1:30 p.m. - "I actually think very highly of myself as a torts theorist," Coleman says. Now he makes a joke about being a psychotherapist, being aspirational, and being Jewish. A number of people are laughing. I'm typing furiously and I don't know the Jewish-psychotherapy connection, so I don't get it.
1:33 p.m. - Coleman is trying to engage a 1L, who's not laughing at his jokes. This lecture is being filmed, by the way. Not sure how or when it will be available.
1:34 p.m. - Coleman believes the paradigmatic tort is a wrong, not an accident. If I want to understand tort law, I should want to understand intentional torts, he says. Coleman switches gears to contracts and specific performance being the paradigmatic remedy for contracts. HYPO: Let's say I promise to paint your house ("very unlikely," he says). Someone comes up to him and says, you promised to paint my house, but you didn't paint my house. There's no reason for you not painting my house. Why does the person who asked for the house to be painted need to provide a special reason for having the painter paint the house? If you think that contracts are promises, you would think about why specific performance is appropriate, when it is appropriate.
1:40 p.m. - Coleman's making a joke, plugging his book because he has children in the arts and has to support them.
1:42 p.m. - When an economist looks at tort law, he sees three things: accidents, costs, and liability as a mechanism for shifting costs. "As a philosopher, I see more concepts, and different ones," Coleman says. "I see rights and wrongs. I see responsibility. I see costs as a mechanism for holding people accountable. I don't see costs at all. They're not primary to me. The notion of duty is primary to me, and an action contrary to a right is primary to me."

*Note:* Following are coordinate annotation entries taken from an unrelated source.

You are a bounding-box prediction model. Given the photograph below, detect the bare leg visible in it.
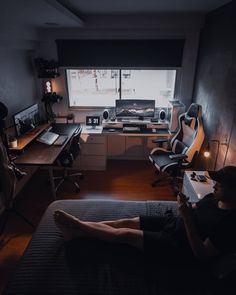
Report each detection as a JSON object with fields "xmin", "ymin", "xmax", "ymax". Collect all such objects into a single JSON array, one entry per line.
[
  {"xmin": 100, "ymin": 217, "xmax": 140, "ymax": 229},
  {"xmin": 54, "ymin": 210, "xmax": 143, "ymax": 249}
]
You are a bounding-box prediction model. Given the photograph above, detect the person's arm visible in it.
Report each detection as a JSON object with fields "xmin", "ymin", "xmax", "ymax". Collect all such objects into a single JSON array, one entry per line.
[{"xmin": 177, "ymin": 195, "xmax": 219, "ymax": 259}]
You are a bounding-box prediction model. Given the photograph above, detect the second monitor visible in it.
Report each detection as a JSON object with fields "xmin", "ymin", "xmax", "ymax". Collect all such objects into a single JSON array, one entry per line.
[{"xmin": 116, "ymin": 99, "xmax": 155, "ymax": 120}]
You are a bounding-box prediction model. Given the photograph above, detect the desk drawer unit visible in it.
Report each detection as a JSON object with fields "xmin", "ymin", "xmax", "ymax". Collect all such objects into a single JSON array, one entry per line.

1:44 p.m. - When Coleman looks at tort law, he sees it as a subject already influenced by some working theory he has of it. He doesn't look at it in a completely normative, neutral way. In contracts, he wants specific performance. On the philosophical side, he says there are moralists in the theory of tort law. "I take great pride in the fact that no student of mine ever holds a theory that I hold," Coleman says. Even though he's a legal positivist, and legal positivism is the most common legal theory, he says that no student of his is a legal positivist.

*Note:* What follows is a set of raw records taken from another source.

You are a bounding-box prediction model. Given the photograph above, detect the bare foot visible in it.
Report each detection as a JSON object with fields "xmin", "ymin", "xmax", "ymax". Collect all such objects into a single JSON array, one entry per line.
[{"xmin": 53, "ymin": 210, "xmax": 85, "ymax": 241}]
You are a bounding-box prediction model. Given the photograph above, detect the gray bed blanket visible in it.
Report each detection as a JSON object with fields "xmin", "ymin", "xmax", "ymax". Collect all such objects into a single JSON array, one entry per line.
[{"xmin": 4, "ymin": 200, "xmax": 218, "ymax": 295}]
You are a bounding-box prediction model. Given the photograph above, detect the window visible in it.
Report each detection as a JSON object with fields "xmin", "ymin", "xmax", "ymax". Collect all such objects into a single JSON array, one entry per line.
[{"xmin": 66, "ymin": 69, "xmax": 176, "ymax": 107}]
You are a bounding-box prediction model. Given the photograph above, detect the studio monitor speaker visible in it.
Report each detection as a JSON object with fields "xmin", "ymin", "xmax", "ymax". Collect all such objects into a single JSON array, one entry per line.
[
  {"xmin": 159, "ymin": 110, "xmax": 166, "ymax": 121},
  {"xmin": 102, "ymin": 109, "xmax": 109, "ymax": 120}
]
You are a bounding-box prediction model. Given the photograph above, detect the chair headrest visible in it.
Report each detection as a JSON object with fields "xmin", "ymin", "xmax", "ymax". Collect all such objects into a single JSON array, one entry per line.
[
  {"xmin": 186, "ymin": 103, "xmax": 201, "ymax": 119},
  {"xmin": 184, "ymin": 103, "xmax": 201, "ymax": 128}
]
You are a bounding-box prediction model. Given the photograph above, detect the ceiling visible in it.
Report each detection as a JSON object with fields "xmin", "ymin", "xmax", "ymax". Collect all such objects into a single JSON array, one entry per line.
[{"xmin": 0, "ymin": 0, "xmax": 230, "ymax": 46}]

1:48 p.m. - Coleman says that Richard Epstein is an institution, who cranks out legal ideas faster than anyone, and has views about everything.
1:52 p.m. - The lecture is going to have to end soon, sadly, because many students and professors in the room will have to attend 2:00 classes. Looks like there won't be time for questions.
Here are the next two lectures in the series (courtesy of the W&M Communications office):
March 19, 1 PM, Room 141: Michael S. Moore, Walgreen Chair and Co-Director, Program in Law and Philosophy, University of Illinois College of Law. Professor Moore is the author of Educating Oneself in Public, Placing Blame, and Act and Crime, as well as many other books and articles in the philosophy of law and criminal law theory.
March 26, 3:30 PM, Room 127: Lawrence A. Alexander, Warren Distinguished Professor, University of San Diego Law School. Professor Alexander is the author of Is There a Right of Freedom of Expression?, Whom Does the Constitution Command? (P. Horton co-author), and The Rule of Rules: Morality, Rules, and the Dilemmas of Law (E. Sherwin co-author), as well as many other books and articles in the philosophy of law, constitutional law, and criminal law theory.
1:55 p.m. - Coleman has given a summary of people doing philosophy of law — stuff he's interested in. He's giving a reading list, a sort of Who's Who in the Philosophy of Law today.